2. The process of claim 1 wherein the isomerization catalyst further comprises from about 2 to about 50 mass-% of a refractory inorganic-oxide binder.

3. The process of claim 1 wherein the first component is selected from the group consisting of lutetium, ytterbium, thulium, erbium, holmium, terbium, combinations thereof and yttrium.

4. The process of claim 1 wherein the first component is ytterbium.

5. The process of claim 1 wherein the isomerization catalyst further comprises a third component selected from the group consisting of iron, cobalt, nickel, rhenium, and mixtures thereof.

6. A process comprising:

charging a reforming feedstream to a reforming zone containing a reforming catalyst and operating at reforming conditions to generate a reforming zone effluent;

combining the reforming zone effluent with an isomerization zone effluent to form a combined effluent stream;

separating the combined effluent stream into a product stream enriched in C₅ and heavier hydrocarbons and an overhead stream enriched in C₄ and lighter boiling compounds;

charging a portion of the overhead stream enriched in C₄ and lighter boiling compounds and an isomerization feedstream comprising at least C₅-C₆ hydrocarbons into an isomerization zone to contact an isomerization catalyst at isomerization conditions to increase the branching of the feedstream hydrocarbons and produce the isomerization zone effluent comprising at least normal pentane, normal hexane, methylbutane, dimethylbutane, and methylpentane; wherein said isomerization catalyst is a solid acid catalyst comprising a support comprising a sulfated oxide or hydroxide of at least an element of Group IVB (IUPAC 4) of the Periodic Table, a first component selected from the group consisting of at least one lanthanide series element, mixtures thereof, and yttrium, and a second component selected from the group consisting of platinum group metals and mixtures thereof; wherein the atomic ratio of the first component is at least about 2.

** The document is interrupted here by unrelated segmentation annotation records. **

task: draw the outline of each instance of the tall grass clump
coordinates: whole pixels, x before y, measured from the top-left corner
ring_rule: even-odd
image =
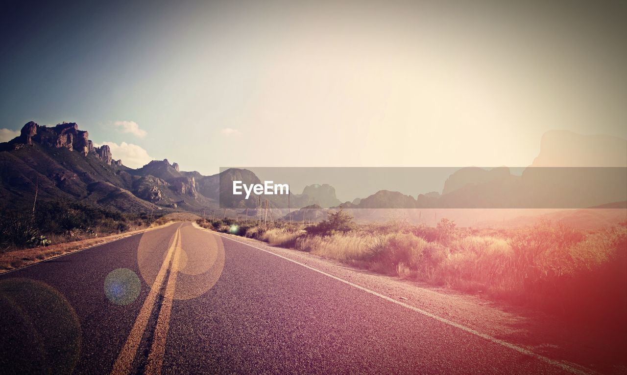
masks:
[[[297,239],[304,234],[305,231],[303,230],[274,228],[266,230],[260,237],[260,239],[271,245],[283,247],[294,247]]]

7. The process of claim 6 wherein the isomerization catalyst further comprises from about 2 to about 50 mass-% of a refractory inorganic-oxide binder.

8. The process of claim 6 wherein the first component is selected from the group consisting of lutetium, ytterbium, thulium, erbium, holmium, terbium, combinations thereof and yttrium.

9. The process of claim 6 wherein the first component is ytterbium.

10. The process of claim 6 wherein the isomerization catalyst further comprises a third component selected from the group consisting of iron, cobalt, nickel, rhenium, and mixtures thereof.

11. The process of claim 10 wherein the third component is iron in an amount from about 0.1 to about 5 wt. %.

12. The process of claim 6 further comprising passing the product stream enriched in C₅ and heavier hydrocarbons to a separation zone to separate at least one separation zone overhead stream enriched in C₄ and lighter boiling compounds from a separation zone product stream containing C₅ and heavier hydrocarbons.

13. The process of claim 12 wherein the separation zone contains at least one fractional distillation unit.

14. The process of claim 12 wherein at least a portion of one separation zone overhead stream enriched in C₄ and lighter boiling compounds is conducted to a net gas recovery zone.

15. The process of claim 6 wherein a portion of the overhead stream enriched in C₄ and lighter boiling compounds is conducted to a net gas recovery zone.

16. The process of claim 12 wherein said product stream is blended into a gasoline pool to produce a motor fuel.

17. The process of claim 6 wherein said reforming feedstream includes C₆ and higher boiling hydrocarbons.

18. The process of claim 6 wherein said isomerization zone includes a series of two reactors, the first reactor operating at a temperature in the range of 120° to 225° C. and said isomerization zone effluent is recovered from a second reactor operating at a temperature in the range of 60° to 160° C.